米五輪ドリーム軍が酩酊大暴れ 損害12.7万円、長野宿舎で消火器噴射…主将は後日“迷惑料”送金【1998長野五輪】
ミラノ・コルティナ五輪が開幕。冬季は1924年に第1回大会が開催され、今回で25回目。4年に一度の夢舞台で過去に起きた様々な出来事を振り返る。今大会には、2014年のソチ大会以来12年ぶりに、アイスホッケーの世界最高峰「NHL」の選手たちが参加。華麗なプレーが期待される一方、過去にはフラストレーションをためた一流選手たちが、宿舎を破壊するという蛮行に至ったことも。事件は1998年の長野で起こった。

アイスホッケーのドリームチーム、初参加の長野で大事件
ミラノ・コルティナ五輪が開幕。冬季は1924年に第1回大会が開催され、今回で25回目。4年に一度の夢舞台で過去に起きた様々な出来事を振り返る。今大会には、2014年のソチ大会以来12年ぶりに、アイスホッケーの世界最高峰「NHL」の選手たちが参加。華麗なプレーが期待される一方、過去にはフラストレーションをためた一流選手たちが、宿舎を破壊するという蛮行に至ったことも。事件は1998年の長野で起こった。

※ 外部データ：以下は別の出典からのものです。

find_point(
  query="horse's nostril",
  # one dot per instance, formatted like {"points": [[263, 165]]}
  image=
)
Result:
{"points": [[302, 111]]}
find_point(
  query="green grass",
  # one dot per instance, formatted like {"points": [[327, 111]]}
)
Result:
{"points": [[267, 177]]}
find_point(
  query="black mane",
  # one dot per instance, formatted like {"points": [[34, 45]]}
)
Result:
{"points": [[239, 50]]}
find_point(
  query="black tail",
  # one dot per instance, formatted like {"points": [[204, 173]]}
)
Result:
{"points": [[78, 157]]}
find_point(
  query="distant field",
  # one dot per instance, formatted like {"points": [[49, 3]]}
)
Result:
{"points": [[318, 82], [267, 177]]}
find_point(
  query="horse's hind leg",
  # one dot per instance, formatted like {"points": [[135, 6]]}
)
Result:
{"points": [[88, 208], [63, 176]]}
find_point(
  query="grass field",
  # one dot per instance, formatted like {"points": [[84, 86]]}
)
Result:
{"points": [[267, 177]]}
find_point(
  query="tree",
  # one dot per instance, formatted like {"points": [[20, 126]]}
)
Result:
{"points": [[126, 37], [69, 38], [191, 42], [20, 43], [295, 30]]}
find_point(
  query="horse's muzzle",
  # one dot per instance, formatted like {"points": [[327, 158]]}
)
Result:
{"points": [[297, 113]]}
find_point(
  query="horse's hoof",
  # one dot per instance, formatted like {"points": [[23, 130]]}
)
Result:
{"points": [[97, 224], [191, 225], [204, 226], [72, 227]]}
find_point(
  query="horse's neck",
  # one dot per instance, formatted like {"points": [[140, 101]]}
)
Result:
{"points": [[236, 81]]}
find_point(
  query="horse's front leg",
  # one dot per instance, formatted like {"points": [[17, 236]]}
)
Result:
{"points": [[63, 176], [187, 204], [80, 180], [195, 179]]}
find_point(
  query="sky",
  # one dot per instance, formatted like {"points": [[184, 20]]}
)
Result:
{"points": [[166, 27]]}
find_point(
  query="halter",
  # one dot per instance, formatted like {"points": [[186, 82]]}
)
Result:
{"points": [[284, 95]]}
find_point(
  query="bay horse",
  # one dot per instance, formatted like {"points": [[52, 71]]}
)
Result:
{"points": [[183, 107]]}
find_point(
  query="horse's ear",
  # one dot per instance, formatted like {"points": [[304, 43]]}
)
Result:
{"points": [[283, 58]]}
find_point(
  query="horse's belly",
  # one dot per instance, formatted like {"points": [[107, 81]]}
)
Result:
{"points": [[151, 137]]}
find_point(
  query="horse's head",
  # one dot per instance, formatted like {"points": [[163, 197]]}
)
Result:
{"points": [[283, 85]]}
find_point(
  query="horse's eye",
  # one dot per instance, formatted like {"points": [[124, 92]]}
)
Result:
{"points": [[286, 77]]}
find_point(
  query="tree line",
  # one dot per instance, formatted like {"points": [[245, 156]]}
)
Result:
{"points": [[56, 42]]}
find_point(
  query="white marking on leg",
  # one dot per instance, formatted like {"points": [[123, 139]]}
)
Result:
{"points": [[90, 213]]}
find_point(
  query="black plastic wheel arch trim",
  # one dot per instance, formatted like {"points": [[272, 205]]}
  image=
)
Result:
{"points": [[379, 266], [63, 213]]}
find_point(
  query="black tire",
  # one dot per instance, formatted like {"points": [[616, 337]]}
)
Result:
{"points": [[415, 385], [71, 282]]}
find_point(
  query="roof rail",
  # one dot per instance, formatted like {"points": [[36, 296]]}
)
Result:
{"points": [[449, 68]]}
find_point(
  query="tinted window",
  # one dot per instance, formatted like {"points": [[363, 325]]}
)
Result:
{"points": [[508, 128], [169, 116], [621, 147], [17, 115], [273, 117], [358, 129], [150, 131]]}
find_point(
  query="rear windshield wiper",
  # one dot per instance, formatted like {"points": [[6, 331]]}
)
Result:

五輪へのプロ選手参加は1980年代から徐々に始まったが、NHLが重い腰を上げたのが1998年の長野大会だった。米国、カナダ、フィンランド、スウェーデン、ロシア、チェコの6か国が「ドリームチーム」と呼ばれ、代表選手の多くをNHL選手が占めた。優勝はチェコ、銀メダルはロシアだった。
米国は優勝候補の一つと見られていたが、2月18日の準々決勝でチェコに1-4で敗れた。第1ピリオドに1点を先制しながら、第2ピリオドに悪夢の3連続失点で流れを手放した。事件が起こったのはその翌日だ。当時の米国オリンピック委員会の発表によると、2月19日の午前4時ごろ、数人の選手が酒に酔って宿舎内のいすを破壊したり、消火器を廊下で発射したりした。役員が確認し、20日になって発表。与えた損害は12万7000円相当とされた。
「ドリームチーム」と呼ばれた6か国のうち、最初に敗退が決まった選手たちがフラストレーションを溜めた結果の行為だと報じられた。チェコに敗れた後、FWマイク・モダノは「手ぶらで帰るわけだからね。僕らにとっては無駄足だった」と失望感あふれる言葉を残していた。
のちに主将のDFクリス・チェリオスは3000ドル相当(約39万円=当時)の小切手を修復費用や迷惑料として送金したという。チェリオスは4年後のソルトレーク五輪で再び代表入り。その際地元紙「ソルトレーク・トリビューン」に「長野での出来事はみんなにとって不幸だったが、2度と起こらないと保証します」とコメントしている。